2. The assembly of claim 1 wherein the ozone introduction means
comprising an ozone generator selected from the group of high
intensity ultraviolet light ozone generators, or corona discharge
ozone generators.
3. The assembly of claim 2 wherein the ozone dissolving means
comprises an ozone contact time segment, the ozone contact time
segment being contiguous with the tube for carrying water, the
ozone contact time segment being situated between the ozone
introduction point and the downstream end of the tube for carrying
water.
4. The assembly of claim 3 wherein the bubble separator column has
an upper end and a lower end, wherein the water input port is
positioned at the upper end of the bubble separator column; and
wherein the water output port is positioned at the lower end of the
bubble separator column.
5. The assembly of claim 4 wherein the alternate collecting and
discharging means comprises an electrically actuated valve for
alternately opening and closing the water output port of the bubble
separator column.
6. The assembly of claim 5 wherein the alternate collecting and
discharging means further comprises a water level sensitive
electric switch for alternately actuating the electrically actuated
valve to open the water output port of the bubble separator column
when the water level within the bubble separator column approaches
the upper end of the bubble separator column, and counter-actuating
the electrically actuated valve to close said water output port
when said water level approaches the lower end of the bubble
separator column.
7. The assembly of claim 6 wherein the water level sensitive
electric switch comprises a switch selected from the group of float
actuated mechanical switches, float actuated mercury switches, or
water sensor controlled switches.
8. The assembly of claim 7 wherein the ozone dissolving means
further comprises means for inducing turbulence within water
flowing through the ozone contact time segment.
9. The assembly of claim 8 wherein the upper end of the bubble
separator column has an off gassing vent.

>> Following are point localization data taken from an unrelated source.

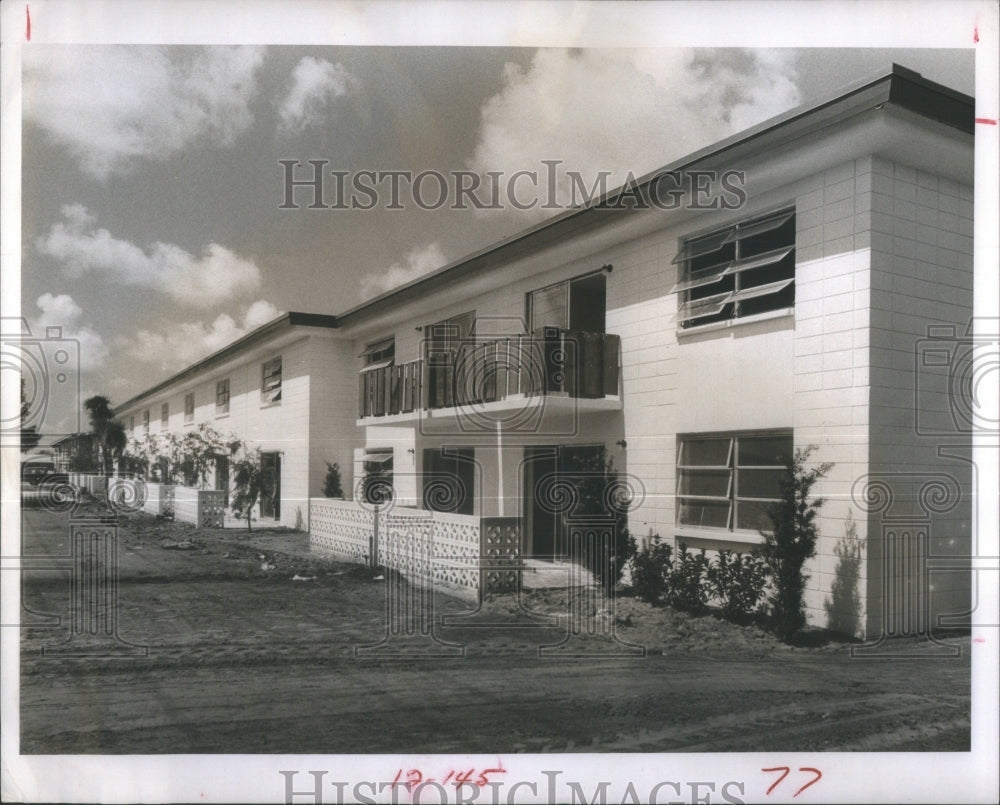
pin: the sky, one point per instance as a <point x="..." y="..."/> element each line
<point x="152" y="187"/>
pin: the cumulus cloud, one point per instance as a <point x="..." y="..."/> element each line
<point x="217" y="275"/>
<point x="182" y="344"/>
<point x="315" y="84"/>
<point x="625" y="111"/>
<point x="417" y="262"/>
<point x="112" y="106"/>
<point x="61" y="310"/>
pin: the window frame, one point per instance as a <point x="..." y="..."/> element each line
<point x="222" y="389"/>
<point x="272" y="395"/>
<point x="715" y="242"/>
<point x="379" y="354"/>
<point x="734" y="469"/>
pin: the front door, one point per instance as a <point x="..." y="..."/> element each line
<point x="546" y="532"/>
<point x="270" y="496"/>
<point x="543" y="526"/>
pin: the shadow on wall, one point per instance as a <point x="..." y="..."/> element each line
<point x="843" y="607"/>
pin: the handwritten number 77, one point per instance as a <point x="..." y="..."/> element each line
<point x="785" y="770"/>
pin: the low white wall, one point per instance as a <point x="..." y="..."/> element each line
<point x="159" y="499"/>
<point x="424" y="546"/>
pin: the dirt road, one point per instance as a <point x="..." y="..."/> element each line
<point x="244" y="658"/>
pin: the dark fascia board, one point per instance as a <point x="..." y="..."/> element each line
<point x="901" y="87"/>
<point x="285" y="322"/>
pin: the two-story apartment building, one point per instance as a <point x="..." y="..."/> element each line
<point x="694" y="331"/>
<point x="279" y="388"/>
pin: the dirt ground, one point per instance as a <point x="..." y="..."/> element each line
<point x="250" y="645"/>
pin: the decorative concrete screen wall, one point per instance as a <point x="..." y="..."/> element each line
<point x="94" y="484"/>
<point x="341" y="527"/>
<point x="432" y="546"/>
<point x="159" y="499"/>
<point x="203" y="507"/>
<point x="456" y="552"/>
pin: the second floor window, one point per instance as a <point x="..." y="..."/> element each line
<point x="222" y="397"/>
<point x="738" y="271"/>
<point x="577" y="304"/>
<point x="270" y="387"/>
<point x="380" y="354"/>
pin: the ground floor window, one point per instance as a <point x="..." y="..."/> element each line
<point x="727" y="481"/>
<point x="448" y="482"/>
<point x="376" y="485"/>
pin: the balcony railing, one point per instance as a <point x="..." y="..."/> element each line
<point x="551" y="361"/>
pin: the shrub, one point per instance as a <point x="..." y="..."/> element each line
<point x="650" y="567"/>
<point x="791" y="541"/>
<point x="331" y="485"/>
<point x="738" y="581"/>
<point x="687" y="588"/>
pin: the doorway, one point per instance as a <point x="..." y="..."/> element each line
<point x="270" y="496"/>
<point x="546" y="533"/>
<point x="222" y="478"/>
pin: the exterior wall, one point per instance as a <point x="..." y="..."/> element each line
<point x="286" y="427"/>
<point x="922" y="278"/>
<point x="831" y="362"/>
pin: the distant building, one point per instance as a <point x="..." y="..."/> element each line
<point x="694" y="347"/>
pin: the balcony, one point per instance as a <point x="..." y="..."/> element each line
<point x="551" y="362"/>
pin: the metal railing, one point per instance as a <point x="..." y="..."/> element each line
<point x="550" y="361"/>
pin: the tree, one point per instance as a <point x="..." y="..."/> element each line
<point x="30" y="437"/>
<point x="248" y="484"/>
<point x="101" y="416"/>
<point x="792" y="540"/>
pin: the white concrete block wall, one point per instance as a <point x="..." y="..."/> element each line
<point x="282" y="427"/>
<point x="922" y="277"/>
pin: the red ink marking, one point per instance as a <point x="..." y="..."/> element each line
<point x="784" y="773"/>
<point x="815" y="779"/>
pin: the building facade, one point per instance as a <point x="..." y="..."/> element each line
<point x="692" y="338"/>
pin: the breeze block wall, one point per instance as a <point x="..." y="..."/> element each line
<point x="921" y="347"/>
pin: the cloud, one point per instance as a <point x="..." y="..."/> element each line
<point x="316" y="82"/>
<point x="113" y="106"/>
<point x="62" y="311"/>
<point x="184" y="343"/>
<point x="625" y="110"/>
<point x="218" y="275"/>
<point x="417" y="262"/>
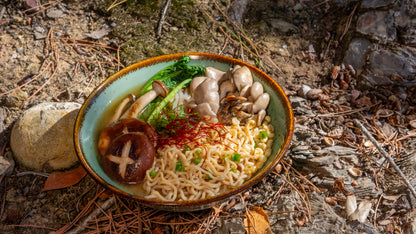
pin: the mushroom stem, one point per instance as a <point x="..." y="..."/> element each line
<point x="121" y="107"/>
<point x="159" y="88"/>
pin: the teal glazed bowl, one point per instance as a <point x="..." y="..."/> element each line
<point x="128" y="80"/>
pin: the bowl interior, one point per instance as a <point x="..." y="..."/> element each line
<point x="110" y="92"/>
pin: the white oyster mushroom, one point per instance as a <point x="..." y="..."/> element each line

10. The assembly of claim 9 further comprising means for preventing
water flow through the off gassing vent.
11. The assembly of claim 10 wherein the means for preventing water
flow through the off gassing vent comprises a valve selected from
the group of electrically actuated valves or float actuated
valves.
12. The assembly of claim 11 wherein the means for introducing
ozone further comprises a venturi.
13. The assembly of claim 11 wherein the means for introducing
ozone further comprises an air compressor for driving air through
the ozone generator.
14. The assembly of claim 11 wherein the electrically actuated
valve comprises a magnetic shaft driven by an electric
solenoid.
15. The assembly of claim 11 wherein the electrically actuated
valve comprises electric motor means.
16. The assembly of claim 4 wherein the alternate collecting and
discharging means comprises a float actuated valve for alternately
opening and closing the water output port of the bubble separator
column.
17. The assembly of claim 16 wherein the ozone dissolving means
further comprises means for inducing turbulence within water
flowing through the ozone contact time segment.
18. The assembly of claim 17 wherein the upper end of the bubble
separator column has an off gassing vent.
19. The assembly of claim 18 further comprising means for
preventing water flow through the off gassing vent.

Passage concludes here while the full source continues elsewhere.